Chris Marks

Personal information
- Full name: Christopher Peter Marks
- Born: 17 July 1946 (age 80) Hanley, Staffordshire, England
- Batting: Right-handed
- Bowling: Right-arm medium

Domestic team information
- 1967–1969: Derbyshire
- 1971–1973: Staffordshire
- FC debut: 28 June 1967 Derbyshire v Indians
- Last FC: 10 September 1969 Derbyshire v Sussex
- LA debut: 13 May 1967 Derbyshire v Sussex
- Last LA: 11 July 1973 Staffordshire v Lancashire

Career statistics
| Competition | First-class | List A |
| Matches | 14 | 9 |
| Runs scored | 216 | 54 |
| Batting average | 11.36 | 6.00 |
| 100s/50s | 0/0 | 0/0 |
| Top score | 39 | 19 |
| Catches/stumpings | 6/– | 3/– |
- Source: CricketArchive, January 2012

= Christopher Marks =

English cricketer

Christopher Peter Marks (born 17 July 1946) is a former English cricketer who played for Derbyshire from 1967 to 1969 and for Staffordshire in the one-day game.

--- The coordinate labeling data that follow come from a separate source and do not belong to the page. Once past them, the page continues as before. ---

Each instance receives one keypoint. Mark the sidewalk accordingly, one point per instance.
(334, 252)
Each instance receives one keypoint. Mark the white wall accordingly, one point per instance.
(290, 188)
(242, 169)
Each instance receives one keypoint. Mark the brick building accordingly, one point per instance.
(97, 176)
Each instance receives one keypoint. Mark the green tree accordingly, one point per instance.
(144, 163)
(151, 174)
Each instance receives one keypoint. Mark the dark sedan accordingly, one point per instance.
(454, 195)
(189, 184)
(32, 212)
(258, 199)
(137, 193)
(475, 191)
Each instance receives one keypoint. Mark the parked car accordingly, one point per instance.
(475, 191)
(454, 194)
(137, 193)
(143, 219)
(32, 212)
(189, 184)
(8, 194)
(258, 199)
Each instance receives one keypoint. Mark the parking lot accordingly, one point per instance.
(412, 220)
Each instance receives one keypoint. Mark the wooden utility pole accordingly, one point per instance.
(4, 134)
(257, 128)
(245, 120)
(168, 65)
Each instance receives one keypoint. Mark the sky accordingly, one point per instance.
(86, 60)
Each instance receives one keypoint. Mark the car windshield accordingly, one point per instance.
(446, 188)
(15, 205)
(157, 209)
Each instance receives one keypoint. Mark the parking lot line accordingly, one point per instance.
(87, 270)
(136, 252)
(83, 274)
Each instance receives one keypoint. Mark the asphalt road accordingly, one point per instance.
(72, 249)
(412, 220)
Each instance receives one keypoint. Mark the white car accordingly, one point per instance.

Marks was born at Hanley, Staffordshire. In 1964 he joined Derbyshire, and began playing in the Second XI. In the 1967 season he made his first-class debut in a match against the touring Indians, and his first County Championship match came a fortnight later against Gloucestershire. During Derbyshire's 1968 season, Marks was a frequent player with the team and he carried on into the 1969 season also playing second XI matches. In 1970 he joined Staffordshire and played one-day matches for the side in 1971 and 1973.

Marks was a right-handed batsman and played 21 innings in 14 first-class matches with an average of 11.36 and a top score of 39. He played one one-day match for Derbyshire and eight for Staffordshire. He was a right-arm medium-pace bowler and bowled 18 balls in the one day game for Staffordshire.